Comme le dénonce la présidente de Médecins sans frontière (MSF), Joanne Liu, c’est comme si on punissait les ambulanciers qui amènent des victimes d’accidents à l’hôpital ! Comme si ces ambulanciers et leurs victimes étaient tous des criminels.

Harcelée par les autorités italiennes, MSF a d’ailleurs dû abandonner ses opérations de secours en Méditerranée et mettre à quai l’Aquarius, le bateau qu’elle exploitait conjointement avec SOS Méditerranée.

Aujourd’hui, les autorités italiennes ont atteint leur objectif : il n’y a pratiquement plus d’opérations de secours en Méditerranée.

Cela ne signifie pas qu’il n’y a plus de migrants désespérés au point de se jeter à la mer. Mais plutôt qu’ils sont plus nombreux à périr. Ou à être renvoyés vers leurs bourreaux.

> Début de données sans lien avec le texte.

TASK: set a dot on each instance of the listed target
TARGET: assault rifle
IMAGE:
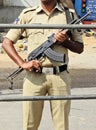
(45, 50)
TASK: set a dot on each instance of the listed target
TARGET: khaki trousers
(36, 84)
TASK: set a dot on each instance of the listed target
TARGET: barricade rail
(47, 26)
(36, 98)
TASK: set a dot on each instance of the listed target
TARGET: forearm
(74, 46)
(10, 50)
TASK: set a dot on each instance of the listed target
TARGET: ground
(86, 60)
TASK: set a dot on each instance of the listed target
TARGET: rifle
(45, 50)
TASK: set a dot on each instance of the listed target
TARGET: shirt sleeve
(14, 34)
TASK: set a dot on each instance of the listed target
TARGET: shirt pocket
(35, 32)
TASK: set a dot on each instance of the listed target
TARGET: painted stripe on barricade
(46, 26)
(36, 98)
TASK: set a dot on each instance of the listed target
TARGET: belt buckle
(48, 70)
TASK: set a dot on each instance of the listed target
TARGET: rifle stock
(45, 49)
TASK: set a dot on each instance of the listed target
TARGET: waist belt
(54, 70)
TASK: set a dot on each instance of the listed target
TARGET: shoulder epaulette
(30, 9)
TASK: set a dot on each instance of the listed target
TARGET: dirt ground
(86, 60)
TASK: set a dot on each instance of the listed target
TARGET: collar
(40, 8)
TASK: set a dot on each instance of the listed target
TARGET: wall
(1, 2)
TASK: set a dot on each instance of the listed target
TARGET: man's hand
(32, 65)
(61, 36)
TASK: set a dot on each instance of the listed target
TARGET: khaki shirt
(37, 36)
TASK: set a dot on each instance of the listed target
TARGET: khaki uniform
(37, 84)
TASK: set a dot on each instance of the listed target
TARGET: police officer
(42, 81)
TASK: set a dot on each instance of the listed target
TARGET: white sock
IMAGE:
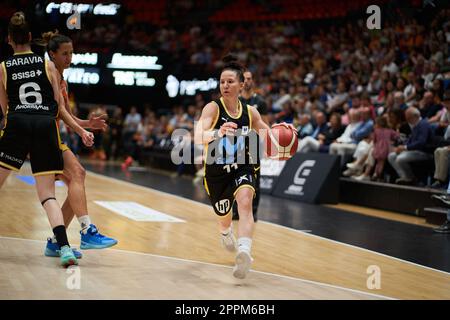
(85, 222)
(226, 231)
(245, 244)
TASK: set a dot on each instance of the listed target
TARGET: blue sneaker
(67, 257)
(52, 250)
(94, 240)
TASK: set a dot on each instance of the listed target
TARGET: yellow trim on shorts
(226, 110)
(244, 186)
(45, 173)
(5, 77)
(206, 186)
(7, 166)
(216, 119)
(226, 214)
(46, 70)
(62, 146)
(249, 117)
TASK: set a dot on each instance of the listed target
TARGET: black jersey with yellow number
(28, 85)
(227, 154)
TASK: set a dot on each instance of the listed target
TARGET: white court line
(228, 267)
(273, 224)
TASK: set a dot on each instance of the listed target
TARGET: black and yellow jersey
(227, 154)
(28, 85)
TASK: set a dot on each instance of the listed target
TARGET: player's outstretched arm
(87, 137)
(203, 131)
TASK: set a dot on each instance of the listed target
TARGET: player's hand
(98, 123)
(87, 138)
(228, 128)
(289, 126)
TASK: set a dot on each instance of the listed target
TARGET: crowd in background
(377, 98)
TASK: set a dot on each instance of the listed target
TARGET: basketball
(281, 142)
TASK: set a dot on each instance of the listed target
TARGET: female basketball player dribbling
(60, 50)
(227, 180)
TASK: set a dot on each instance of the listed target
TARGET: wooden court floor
(185, 260)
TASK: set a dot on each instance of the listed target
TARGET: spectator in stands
(321, 142)
(383, 139)
(305, 127)
(444, 199)
(442, 153)
(414, 149)
(429, 106)
(399, 101)
(130, 129)
(362, 137)
(345, 144)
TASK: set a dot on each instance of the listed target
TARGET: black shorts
(222, 189)
(36, 135)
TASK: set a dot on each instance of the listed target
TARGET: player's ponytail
(53, 40)
(18, 28)
(231, 63)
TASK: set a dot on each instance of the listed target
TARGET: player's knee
(245, 204)
(79, 173)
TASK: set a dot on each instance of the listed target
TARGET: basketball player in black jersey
(30, 100)
(224, 128)
(250, 97)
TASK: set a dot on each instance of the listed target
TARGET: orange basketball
(281, 142)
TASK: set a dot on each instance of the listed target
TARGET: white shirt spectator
(346, 136)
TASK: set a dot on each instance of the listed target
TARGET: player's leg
(244, 198)
(221, 197)
(52, 247)
(76, 204)
(226, 232)
(4, 173)
(45, 186)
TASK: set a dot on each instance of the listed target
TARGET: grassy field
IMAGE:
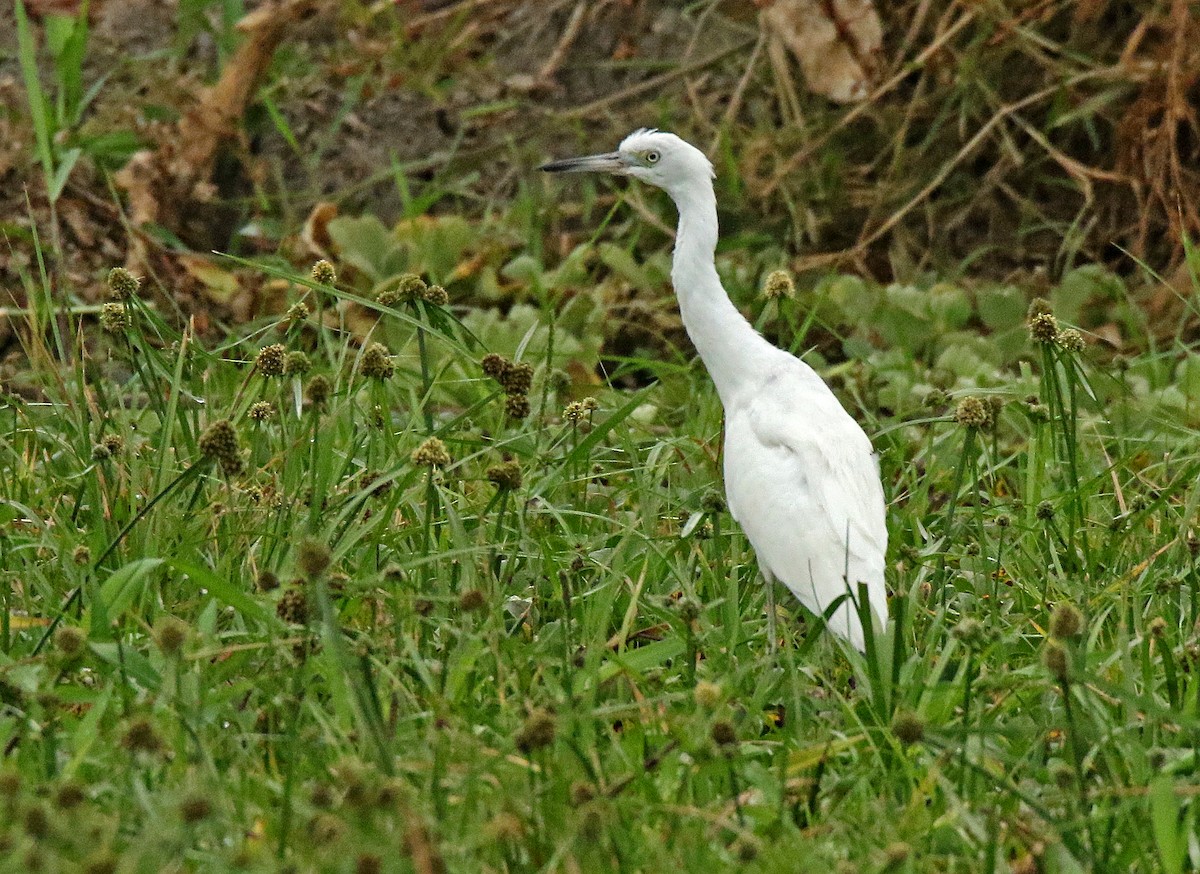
(387, 578)
(340, 606)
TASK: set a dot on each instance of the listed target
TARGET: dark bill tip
(611, 162)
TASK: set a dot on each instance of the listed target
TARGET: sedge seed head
(972, 412)
(323, 273)
(298, 312)
(505, 476)
(432, 453)
(220, 442)
(121, 283)
(270, 359)
(70, 641)
(377, 363)
(293, 606)
(493, 365)
(909, 728)
(113, 317)
(261, 411)
(141, 736)
(1066, 622)
(313, 558)
(412, 287)
(1054, 657)
(516, 406)
(779, 285)
(171, 635)
(516, 378)
(1043, 328)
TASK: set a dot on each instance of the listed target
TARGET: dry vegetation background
(997, 139)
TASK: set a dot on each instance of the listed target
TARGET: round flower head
(323, 273)
(270, 359)
(516, 378)
(972, 412)
(505, 476)
(517, 406)
(377, 363)
(220, 442)
(113, 317)
(412, 287)
(493, 365)
(779, 285)
(1043, 328)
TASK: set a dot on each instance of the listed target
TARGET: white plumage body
(801, 477)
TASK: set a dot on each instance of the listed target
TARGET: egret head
(654, 156)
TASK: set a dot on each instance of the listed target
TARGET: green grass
(318, 652)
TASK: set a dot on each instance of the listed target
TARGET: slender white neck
(727, 345)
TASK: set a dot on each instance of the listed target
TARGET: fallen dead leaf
(837, 43)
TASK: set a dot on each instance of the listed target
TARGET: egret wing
(804, 484)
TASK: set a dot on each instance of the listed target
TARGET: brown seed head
(972, 412)
(907, 728)
(723, 734)
(377, 363)
(323, 273)
(779, 285)
(70, 641)
(537, 732)
(493, 365)
(270, 359)
(516, 406)
(432, 453)
(313, 558)
(113, 317)
(1054, 657)
(220, 442)
(1043, 328)
(505, 476)
(171, 635)
(121, 283)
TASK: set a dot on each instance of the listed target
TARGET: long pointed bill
(612, 162)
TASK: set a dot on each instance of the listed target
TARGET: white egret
(801, 476)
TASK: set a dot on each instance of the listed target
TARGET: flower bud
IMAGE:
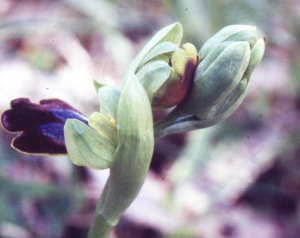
(228, 58)
(220, 81)
(168, 78)
(165, 71)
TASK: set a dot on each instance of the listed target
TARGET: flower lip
(41, 125)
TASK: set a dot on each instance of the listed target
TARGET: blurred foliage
(238, 179)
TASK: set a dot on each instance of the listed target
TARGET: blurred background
(240, 179)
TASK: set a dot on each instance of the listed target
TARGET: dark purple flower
(41, 125)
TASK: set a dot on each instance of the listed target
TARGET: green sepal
(108, 100)
(182, 56)
(161, 48)
(216, 82)
(134, 151)
(153, 75)
(171, 33)
(104, 125)
(87, 147)
(222, 35)
(257, 54)
(249, 36)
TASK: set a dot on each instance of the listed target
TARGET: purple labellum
(41, 125)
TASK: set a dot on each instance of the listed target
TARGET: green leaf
(153, 75)
(216, 82)
(87, 147)
(161, 48)
(105, 126)
(171, 33)
(134, 152)
(108, 99)
(257, 54)
(221, 36)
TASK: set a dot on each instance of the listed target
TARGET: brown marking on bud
(177, 91)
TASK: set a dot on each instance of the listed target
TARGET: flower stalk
(204, 88)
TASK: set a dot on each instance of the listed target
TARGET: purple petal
(41, 125)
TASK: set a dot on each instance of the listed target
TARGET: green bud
(95, 146)
(165, 71)
(87, 147)
(167, 75)
(220, 82)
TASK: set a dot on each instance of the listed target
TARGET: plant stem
(99, 227)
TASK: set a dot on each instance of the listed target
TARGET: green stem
(100, 228)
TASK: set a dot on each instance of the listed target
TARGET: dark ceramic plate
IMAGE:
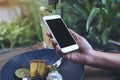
(69, 70)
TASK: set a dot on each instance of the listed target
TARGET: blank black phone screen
(60, 32)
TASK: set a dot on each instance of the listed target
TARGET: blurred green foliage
(20, 32)
(96, 19)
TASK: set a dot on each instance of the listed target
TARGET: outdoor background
(96, 20)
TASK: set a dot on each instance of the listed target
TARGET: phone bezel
(65, 49)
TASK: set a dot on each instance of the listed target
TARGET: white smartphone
(60, 32)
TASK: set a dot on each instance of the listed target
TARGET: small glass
(44, 11)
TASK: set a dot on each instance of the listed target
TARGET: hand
(82, 55)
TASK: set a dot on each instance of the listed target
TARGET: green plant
(97, 19)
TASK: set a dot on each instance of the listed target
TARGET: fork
(58, 63)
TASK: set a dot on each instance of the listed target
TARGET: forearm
(104, 60)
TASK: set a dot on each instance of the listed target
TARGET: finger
(49, 35)
(54, 43)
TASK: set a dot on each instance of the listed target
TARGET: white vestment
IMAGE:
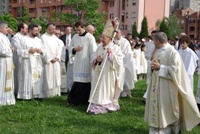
(6, 75)
(138, 60)
(111, 81)
(190, 61)
(170, 98)
(63, 68)
(83, 59)
(16, 43)
(130, 76)
(30, 70)
(51, 74)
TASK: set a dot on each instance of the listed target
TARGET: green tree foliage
(12, 22)
(134, 30)
(42, 21)
(86, 11)
(164, 26)
(25, 18)
(174, 28)
(144, 28)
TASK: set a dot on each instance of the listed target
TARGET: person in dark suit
(66, 38)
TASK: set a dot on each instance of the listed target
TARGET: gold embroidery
(13, 66)
(9, 75)
(63, 72)
(8, 89)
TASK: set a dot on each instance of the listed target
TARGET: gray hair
(3, 24)
(161, 37)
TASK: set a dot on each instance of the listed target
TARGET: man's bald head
(90, 29)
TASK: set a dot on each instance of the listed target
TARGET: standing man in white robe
(6, 68)
(105, 92)
(30, 70)
(62, 63)
(51, 74)
(130, 76)
(16, 43)
(170, 103)
(83, 47)
(189, 58)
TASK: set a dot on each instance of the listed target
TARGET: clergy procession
(97, 73)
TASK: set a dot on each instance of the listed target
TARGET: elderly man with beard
(16, 43)
(130, 76)
(6, 68)
(51, 75)
(104, 96)
(30, 82)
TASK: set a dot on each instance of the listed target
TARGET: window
(122, 17)
(133, 14)
(192, 29)
(122, 27)
(125, 27)
(112, 4)
(123, 4)
(134, 2)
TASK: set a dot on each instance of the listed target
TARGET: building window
(122, 17)
(122, 27)
(125, 27)
(112, 4)
(134, 2)
(123, 4)
(133, 14)
(192, 29)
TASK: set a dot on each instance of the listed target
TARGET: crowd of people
(97, 73)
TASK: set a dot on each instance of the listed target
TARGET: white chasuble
(6, 72)
(169, 97)
(51, 76)
(111, 81)
(83, 59)
(30, 81)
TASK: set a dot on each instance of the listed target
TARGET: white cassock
(138, 60)
(111, 81)
(190, 62)
(51, 74)
(30, 69)
(63, 68)
(16, 43)
(143, 64)
(82, 68)
(130, 76)
(6, 72)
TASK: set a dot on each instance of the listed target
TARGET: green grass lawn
(53, 116)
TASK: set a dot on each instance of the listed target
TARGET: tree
(86, 11)
(134, 30)
(42, 21)
(144, 28)
(12, 22)
(164, 27)
(25, 18)
(174, 28)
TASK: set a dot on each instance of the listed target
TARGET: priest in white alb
(82, 48)
(130, 76)
(105, 92)
(170, 103)
(189, 57)
(6, 68)
(51, 74)
(16, 43)
(30, 69)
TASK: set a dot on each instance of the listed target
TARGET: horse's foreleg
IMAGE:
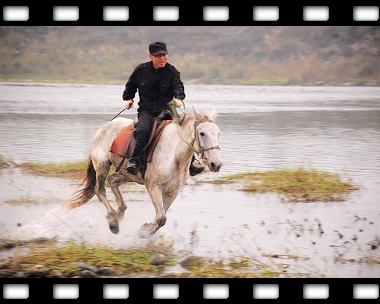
(168, 199)
(115, 180)
(156, 197)
(100, 191)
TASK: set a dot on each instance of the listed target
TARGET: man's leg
(141, 137)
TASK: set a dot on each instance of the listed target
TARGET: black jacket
(156, 87)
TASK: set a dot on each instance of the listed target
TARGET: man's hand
(178, 102)
(128, 104)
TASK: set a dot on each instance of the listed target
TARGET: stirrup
(133, 166)
(194, 170)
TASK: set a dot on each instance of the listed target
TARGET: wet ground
(216, 221)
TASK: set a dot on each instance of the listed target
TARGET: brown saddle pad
(123, 142)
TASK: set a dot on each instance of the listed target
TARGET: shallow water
(336, 129)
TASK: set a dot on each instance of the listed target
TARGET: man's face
(159, 60)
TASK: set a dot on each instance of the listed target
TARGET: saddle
(123, 142)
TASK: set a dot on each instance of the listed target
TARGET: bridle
(201, 150)
(196, 132)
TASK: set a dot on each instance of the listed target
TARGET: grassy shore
(294, 185)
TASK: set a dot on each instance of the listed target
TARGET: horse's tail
(86, 189)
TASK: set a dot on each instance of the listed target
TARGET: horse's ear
(214, 113)
(197, 114)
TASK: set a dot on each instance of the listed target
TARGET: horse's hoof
(145, 231)
(114, 229)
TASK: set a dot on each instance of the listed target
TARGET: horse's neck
(186, 133)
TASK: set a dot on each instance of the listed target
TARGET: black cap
(158, 47)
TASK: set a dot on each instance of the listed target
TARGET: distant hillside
(253, 55)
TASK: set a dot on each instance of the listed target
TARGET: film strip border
(191, 289)
(189, 14)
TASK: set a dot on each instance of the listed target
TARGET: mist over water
(335, 129)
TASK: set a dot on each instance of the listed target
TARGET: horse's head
(207, 138)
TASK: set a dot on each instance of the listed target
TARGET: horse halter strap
(202, 150)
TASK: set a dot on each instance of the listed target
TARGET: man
(158, 82)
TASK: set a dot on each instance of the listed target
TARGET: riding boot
(194, 170)
(134, 162)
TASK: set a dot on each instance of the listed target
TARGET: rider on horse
(158, 83)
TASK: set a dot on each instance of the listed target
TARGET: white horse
(167, 171)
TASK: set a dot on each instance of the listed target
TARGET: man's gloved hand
(128, 104)
(178, 102)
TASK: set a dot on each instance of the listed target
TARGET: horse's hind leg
(115, 180)
(102, 170)
(149, 229)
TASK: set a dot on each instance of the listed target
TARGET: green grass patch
(68, 260)
(298, 184)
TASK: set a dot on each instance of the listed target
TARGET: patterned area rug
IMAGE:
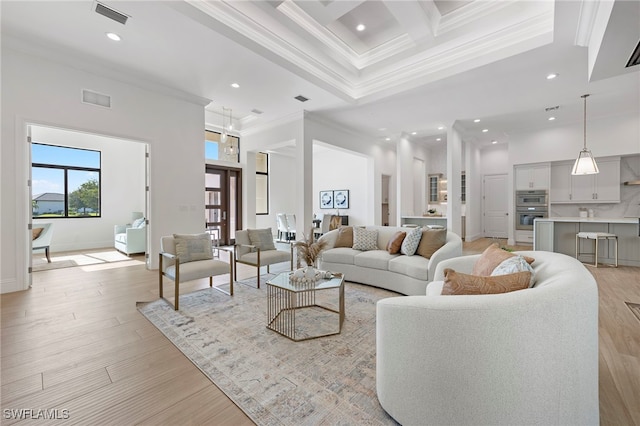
(275, 381)
(635, 308)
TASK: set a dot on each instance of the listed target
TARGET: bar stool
(597, 236)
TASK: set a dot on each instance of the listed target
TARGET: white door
(495, 196)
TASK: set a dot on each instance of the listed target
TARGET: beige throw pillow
(492, 257)
(431, 241)
(262, 239)
(193, 247)
(345, 237)
(456, 283)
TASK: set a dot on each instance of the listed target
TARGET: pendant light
(585, 163)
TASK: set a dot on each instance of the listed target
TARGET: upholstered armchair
(255, 247)
(131, 238)
(188, 257)
(42, 234)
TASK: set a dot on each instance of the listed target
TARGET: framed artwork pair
(334, 199)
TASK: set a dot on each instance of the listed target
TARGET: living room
(42, 86)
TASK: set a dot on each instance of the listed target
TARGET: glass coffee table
(302, 311)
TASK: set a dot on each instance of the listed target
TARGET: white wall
(39, 91)
(338, 169)
(122, 188)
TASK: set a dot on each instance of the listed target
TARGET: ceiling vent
(635, 57)
(111, 13)
(95, 98)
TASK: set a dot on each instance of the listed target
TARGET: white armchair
(131, 238)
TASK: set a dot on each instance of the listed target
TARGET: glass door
(222, 204)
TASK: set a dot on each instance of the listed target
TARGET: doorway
(495, 206)
(223, 203)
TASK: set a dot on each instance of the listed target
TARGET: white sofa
(403, 274)
(519, 358)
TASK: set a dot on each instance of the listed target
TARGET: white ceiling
(417, 66)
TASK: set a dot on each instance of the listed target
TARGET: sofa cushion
(343, 255)
(411, 242)
(365, 239)
(193, 247)
(345, 237)
(456, 283)
(375, 259)
(431, 241)
(492, 257)
(396, 242)
(413, 266)
(262, 238)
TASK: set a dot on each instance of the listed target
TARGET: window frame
(66, 170)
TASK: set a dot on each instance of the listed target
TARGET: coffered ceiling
(416, 67)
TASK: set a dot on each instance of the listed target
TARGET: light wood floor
(76, 342)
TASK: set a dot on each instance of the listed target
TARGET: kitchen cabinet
(532, 176)
(603, 187)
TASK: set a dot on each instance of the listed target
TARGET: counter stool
(597, 236)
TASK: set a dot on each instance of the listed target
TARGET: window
(65, 181)
(262, 183)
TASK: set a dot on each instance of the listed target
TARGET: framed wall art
(341, 199)
(326, 199)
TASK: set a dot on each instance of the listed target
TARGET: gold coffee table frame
(285, 298)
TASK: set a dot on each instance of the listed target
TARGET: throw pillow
(395, 243)
(492, 257)
(193, 247)
(365, 239)
(458, 283)
(411, 241)
(512, 265)
(431, 241)
(345, 237)
(35, 232)
(262, 239)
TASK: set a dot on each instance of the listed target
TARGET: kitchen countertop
(629, 220)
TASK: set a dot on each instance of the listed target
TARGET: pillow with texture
(365, 239)
(396, 242)
(492, 257)
(431, 241)
(456, 283)
(193, 247)
(262, 239)
(512, 265)
(345, 237)
(411, 242)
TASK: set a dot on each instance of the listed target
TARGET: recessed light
(114, 36)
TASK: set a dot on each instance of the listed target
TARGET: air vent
(635, 57)
(111, 13)
(95, 98)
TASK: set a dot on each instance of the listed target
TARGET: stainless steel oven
(526, 215)
(533, 198)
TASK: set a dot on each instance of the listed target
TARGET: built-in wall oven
(529, 206)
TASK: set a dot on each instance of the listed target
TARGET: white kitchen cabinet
(603, 187)
(532, 176)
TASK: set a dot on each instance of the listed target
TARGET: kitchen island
(558, 234)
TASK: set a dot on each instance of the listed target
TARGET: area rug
(635, 308)
(275, 381)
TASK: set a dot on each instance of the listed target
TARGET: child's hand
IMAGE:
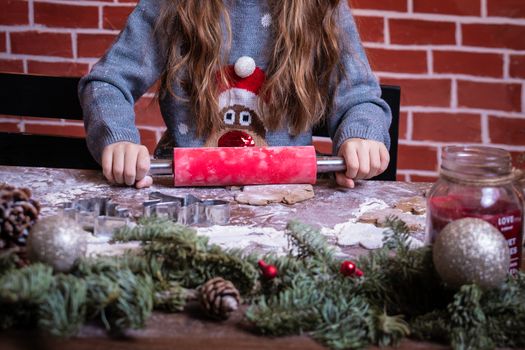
(364, 159)
(126, 163)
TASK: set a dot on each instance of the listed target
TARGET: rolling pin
(235, 166)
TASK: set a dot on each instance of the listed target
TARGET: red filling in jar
(478, 182)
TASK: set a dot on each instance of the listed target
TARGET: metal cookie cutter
(187, 210)
(99, 215)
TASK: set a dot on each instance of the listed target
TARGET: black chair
(392, 96)
(24, 95)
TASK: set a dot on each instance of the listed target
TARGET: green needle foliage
(400, 294)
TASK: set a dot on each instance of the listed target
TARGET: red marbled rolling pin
(229, 166)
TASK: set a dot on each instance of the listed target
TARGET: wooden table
(187, 330)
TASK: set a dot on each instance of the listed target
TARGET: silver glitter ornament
(471, 251)
(57, 241)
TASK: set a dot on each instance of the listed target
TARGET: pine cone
(18, 213)
(219, 298)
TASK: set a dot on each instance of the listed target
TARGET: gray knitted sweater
(135, 61)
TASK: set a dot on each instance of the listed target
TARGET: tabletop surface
(331, 206)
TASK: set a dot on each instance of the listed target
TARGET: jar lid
(476, 161)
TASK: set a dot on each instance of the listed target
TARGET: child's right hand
(126, 163)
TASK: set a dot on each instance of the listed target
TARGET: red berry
(349, 269)
(268, 271)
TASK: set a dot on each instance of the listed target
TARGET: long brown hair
(304, 64)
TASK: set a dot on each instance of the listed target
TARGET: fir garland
(399, 295)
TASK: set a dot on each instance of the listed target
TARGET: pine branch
(27, 285)
(468, 321)
(63, 311)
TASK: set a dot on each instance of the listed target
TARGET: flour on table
(266, 239)
(365, 234)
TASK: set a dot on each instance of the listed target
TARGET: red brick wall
(460, 63)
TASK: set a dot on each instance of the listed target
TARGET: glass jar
(478, 182)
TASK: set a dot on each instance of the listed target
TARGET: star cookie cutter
(188, 209)
(99, 215)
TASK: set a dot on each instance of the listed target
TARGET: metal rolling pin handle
(330, 164)
(161, 167)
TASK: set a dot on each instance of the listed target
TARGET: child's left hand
(364, 159)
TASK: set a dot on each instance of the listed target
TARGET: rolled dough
(265, 194)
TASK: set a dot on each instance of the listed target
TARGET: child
(237, 73)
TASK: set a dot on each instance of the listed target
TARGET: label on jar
(510, 226)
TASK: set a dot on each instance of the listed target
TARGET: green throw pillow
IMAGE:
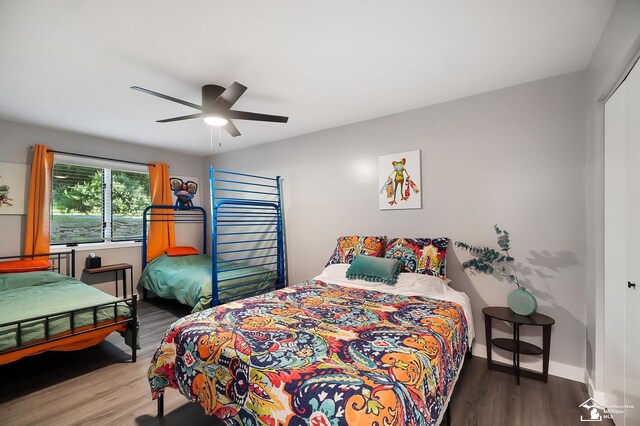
(378, 269)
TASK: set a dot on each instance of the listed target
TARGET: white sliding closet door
(622, 251)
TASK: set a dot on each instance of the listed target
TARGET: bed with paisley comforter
(329, 351)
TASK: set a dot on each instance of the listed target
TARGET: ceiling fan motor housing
(211, 93)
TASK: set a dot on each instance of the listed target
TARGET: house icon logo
(592, 410)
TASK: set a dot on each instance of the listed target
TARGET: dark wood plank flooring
(100, 386)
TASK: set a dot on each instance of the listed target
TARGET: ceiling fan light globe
(215, 121)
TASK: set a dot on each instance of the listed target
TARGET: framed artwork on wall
(14, 194)
(400, 181)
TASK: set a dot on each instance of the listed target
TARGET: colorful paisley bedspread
(316, 354)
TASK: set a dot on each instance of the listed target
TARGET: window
(96, 202)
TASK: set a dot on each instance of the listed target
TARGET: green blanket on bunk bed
(30, 294)
(188, 279)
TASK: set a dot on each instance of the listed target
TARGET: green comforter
(29, 294)
(188, 279)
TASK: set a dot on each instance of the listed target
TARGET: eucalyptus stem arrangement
(488, 260)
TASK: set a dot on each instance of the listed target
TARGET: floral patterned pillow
(419, 255)
(349, 246)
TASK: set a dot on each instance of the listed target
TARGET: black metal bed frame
(56, 258)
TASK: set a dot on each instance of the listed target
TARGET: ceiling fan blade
(231, 129)
(184, 117)
(169, 98)
(245, 115)
(230, 96)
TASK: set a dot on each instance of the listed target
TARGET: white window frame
(107, 166)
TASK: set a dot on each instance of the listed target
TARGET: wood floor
(100, 386)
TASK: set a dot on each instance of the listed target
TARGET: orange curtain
(161, 234)
(36, 239)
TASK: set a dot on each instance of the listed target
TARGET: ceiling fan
(216, 107)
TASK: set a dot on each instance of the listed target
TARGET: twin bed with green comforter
(188, 279)
(45, 308)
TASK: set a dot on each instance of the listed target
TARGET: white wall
(515, 157)
(618, 45)
(15, 142)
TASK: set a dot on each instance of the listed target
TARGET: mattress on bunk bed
(327, 351)
(31, 294)
(188, 279)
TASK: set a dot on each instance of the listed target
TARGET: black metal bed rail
(56, 259)
(131, 303)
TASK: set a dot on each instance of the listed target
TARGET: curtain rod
(100, 158)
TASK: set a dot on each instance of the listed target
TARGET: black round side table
(515, 345)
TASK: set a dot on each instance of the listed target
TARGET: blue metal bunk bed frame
(246, 206)
(246, 209)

Les migrants ne débarquent plus sur les côtes de la Sicile, mais ce « succès » comporte un terrible prix humain. La Méditerranée, ce cimetière marin, est plus dangereuse que jamais. Selon l’ONU, le risque pour un migrant d’y mourir noyé n’a jamais été aussi élevé qu’aujourd’hui !

Voilà donc où on en est : des gestes relevant de la plus élémentaire humanité sont aujourd’hui considérés comme des actes criminels.

Au moment où le nombre de réfugiés atteint des niveaux inégalés depuis la Seconde Guerre mondiale – ils sont 70 millions, selon le dernier rapport annuel du Haut Commissariat pour les réfugiés –, cette façon de s’en prendre à ceux qui leur offrent une minimale solidarité est une honte.